このような理由から、ノンキャリアの場合は、巡査部長で定年退職を迎える警察官もいれば、警視で退官をする者まで割と幅広く存在します。

階級 キャリア 準キャリア ノンキャリア
警視総監 58歳前後(1名のみ)
警視監 50歳以降
警視長 45歳前後 一部が昇任
警視正 37歳前後 45歳前後
警視 29歳 37歳前後 一部が昇任(50代以降)
警部 24歳 29歳前後 一部が昇任(40代以降)
警部補 22歳 24歳 30代以降
巡査部長 22歳 20代後半
巡査 22歳

キャリア

国家公務員総合職試験に合格し、警察庁に採用された警察官は、キャリア又は警察官僚などと呼ばれています。

例年20名前後がキャリアとして採用されていますが、そのほとんどが東京大学法学部卒です。

この警察官僚は、初任から「警部補」となり、将来は全員が「警視監となって警察幹部となることがほぼ確定しています(警視長の段階で内閣府に出向し、退官を迎える場合はこの限りでありません)。
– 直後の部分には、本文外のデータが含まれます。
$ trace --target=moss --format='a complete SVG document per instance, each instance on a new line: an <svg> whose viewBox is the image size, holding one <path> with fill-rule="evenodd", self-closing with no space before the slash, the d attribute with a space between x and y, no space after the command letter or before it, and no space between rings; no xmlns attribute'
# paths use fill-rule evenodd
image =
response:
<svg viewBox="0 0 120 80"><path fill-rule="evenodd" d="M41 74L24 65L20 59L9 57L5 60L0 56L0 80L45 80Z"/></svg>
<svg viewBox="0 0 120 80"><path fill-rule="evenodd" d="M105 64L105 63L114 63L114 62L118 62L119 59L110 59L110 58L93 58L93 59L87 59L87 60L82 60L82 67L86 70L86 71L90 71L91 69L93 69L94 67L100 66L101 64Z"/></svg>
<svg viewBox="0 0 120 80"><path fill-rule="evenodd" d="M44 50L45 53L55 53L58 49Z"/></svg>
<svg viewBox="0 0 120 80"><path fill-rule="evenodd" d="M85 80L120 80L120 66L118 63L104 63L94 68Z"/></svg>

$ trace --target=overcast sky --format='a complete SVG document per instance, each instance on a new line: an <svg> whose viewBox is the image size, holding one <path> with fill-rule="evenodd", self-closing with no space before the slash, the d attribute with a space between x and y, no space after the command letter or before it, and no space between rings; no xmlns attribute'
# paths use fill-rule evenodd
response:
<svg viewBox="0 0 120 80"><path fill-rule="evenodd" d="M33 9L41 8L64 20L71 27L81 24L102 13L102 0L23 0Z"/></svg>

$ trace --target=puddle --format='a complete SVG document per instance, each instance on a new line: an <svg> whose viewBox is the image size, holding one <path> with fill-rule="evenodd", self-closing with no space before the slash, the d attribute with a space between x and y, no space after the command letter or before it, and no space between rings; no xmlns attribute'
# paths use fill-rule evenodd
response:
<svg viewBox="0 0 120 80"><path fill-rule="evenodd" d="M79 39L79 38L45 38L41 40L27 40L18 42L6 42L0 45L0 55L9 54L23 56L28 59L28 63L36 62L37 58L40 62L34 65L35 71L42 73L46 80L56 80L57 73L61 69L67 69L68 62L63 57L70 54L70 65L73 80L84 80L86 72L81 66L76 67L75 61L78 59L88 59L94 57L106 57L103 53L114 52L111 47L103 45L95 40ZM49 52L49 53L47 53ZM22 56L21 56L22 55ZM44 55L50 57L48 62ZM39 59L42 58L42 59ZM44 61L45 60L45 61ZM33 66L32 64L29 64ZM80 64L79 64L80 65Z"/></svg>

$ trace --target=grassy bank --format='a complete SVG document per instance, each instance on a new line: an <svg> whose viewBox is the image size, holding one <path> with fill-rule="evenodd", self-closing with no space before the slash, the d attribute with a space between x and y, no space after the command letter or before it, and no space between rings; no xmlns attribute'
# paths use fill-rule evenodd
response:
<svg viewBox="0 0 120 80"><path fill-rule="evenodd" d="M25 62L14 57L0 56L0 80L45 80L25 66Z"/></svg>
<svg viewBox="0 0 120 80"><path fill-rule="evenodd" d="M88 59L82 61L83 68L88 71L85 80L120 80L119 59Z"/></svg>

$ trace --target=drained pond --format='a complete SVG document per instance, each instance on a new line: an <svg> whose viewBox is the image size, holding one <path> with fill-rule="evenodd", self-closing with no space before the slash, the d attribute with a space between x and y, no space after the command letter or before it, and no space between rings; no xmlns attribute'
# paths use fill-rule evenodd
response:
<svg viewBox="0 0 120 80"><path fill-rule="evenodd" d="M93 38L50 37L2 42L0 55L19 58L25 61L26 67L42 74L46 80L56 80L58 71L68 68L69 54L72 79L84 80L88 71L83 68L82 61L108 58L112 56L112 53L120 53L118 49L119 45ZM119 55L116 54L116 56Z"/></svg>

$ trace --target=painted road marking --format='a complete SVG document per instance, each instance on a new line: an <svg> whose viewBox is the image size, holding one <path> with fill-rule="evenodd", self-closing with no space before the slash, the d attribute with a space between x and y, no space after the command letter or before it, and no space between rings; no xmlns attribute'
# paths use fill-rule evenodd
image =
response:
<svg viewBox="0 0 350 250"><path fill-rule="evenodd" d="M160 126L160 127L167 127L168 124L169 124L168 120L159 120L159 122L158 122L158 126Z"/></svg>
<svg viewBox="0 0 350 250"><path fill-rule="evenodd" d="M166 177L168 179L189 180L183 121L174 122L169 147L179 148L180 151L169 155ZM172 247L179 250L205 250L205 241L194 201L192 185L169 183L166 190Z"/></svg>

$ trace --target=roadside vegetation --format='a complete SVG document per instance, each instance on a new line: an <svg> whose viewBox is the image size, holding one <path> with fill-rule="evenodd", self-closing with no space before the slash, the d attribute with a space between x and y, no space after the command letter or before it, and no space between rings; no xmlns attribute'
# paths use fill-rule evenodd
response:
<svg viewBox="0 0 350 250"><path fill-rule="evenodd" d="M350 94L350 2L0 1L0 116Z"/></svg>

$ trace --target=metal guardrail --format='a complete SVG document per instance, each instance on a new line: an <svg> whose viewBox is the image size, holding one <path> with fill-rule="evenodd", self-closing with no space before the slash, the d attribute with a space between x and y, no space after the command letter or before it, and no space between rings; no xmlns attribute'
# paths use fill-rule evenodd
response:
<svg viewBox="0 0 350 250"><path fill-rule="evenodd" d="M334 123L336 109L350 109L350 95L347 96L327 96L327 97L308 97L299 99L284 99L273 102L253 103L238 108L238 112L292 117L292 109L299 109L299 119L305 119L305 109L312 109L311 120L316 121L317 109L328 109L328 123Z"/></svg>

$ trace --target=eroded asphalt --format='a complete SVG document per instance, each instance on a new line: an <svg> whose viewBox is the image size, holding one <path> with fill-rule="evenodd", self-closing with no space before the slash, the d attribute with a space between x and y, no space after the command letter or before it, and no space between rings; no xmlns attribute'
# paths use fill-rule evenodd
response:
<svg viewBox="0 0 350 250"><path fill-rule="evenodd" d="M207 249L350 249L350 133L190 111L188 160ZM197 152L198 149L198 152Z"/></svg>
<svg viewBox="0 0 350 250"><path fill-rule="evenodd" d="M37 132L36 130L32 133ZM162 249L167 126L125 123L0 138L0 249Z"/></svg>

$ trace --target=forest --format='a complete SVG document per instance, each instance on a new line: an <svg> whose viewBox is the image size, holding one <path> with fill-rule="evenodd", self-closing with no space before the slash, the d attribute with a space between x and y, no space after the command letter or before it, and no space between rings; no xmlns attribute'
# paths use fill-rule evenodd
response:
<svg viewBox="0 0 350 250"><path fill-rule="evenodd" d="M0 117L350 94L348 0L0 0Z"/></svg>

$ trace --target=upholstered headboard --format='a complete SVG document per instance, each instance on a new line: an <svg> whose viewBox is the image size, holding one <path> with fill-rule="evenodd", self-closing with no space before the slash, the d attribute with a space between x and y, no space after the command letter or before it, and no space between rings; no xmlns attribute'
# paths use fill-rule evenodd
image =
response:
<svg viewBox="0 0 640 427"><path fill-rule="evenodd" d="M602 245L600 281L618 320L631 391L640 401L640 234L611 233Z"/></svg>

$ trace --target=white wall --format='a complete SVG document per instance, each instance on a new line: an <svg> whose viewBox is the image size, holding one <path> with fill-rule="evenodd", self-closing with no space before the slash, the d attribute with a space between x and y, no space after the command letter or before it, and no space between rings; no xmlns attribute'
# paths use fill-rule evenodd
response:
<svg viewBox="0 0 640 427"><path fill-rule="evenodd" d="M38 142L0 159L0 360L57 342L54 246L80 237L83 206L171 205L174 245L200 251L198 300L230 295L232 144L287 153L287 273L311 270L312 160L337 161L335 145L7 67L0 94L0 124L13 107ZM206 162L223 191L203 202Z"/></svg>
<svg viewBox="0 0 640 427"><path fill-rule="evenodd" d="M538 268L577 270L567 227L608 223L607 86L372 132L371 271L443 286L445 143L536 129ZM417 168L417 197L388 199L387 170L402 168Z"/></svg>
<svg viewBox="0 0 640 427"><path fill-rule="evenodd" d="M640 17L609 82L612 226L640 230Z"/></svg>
ドラマでは、「踊る大捜査線」の室井慎次や真下正義、「相棒」の杉下右京、「名探偵コナン」の白鳥警部などがキャリアの設定です。

準キャリア

国家公務員一般職試験に合格し、警察庁から採用を受けた警察官は準キャリアと呼ばれています。

準キャリアは初任から「巡査部長」となり、将来は警視正警視長となって警察庁の中堅幹部になることが期待されています。

また、以前はノンキャリアの中から一部の者(年齢の低い警部補)を推薦組として再雇用し、現在の準キャリアと同等の取り扱いをしていましたが、全国転勤を嫌がる者が多く人材確保の面で問題が生じたため現在では推薦組の制度が廃止され、準キャリアとして新規採用を行う人事システムが創設されました。

ドラマ「相棒」の2代目相棒「 神戸尊」はこの準キャリアの設定です。

ノンキャリア

各都道府県警察本部で採用された通常の警察官です。大多数の警察官はこちらに属することになります。ノンキャリアの場合には、人によって出世の度合いが異なってきますが、平均的には警部補前後で退職する者が多いようです。

ノンキャリアであっても、極めて優秀な警察官は、警視警視正などに出世する者も存在します。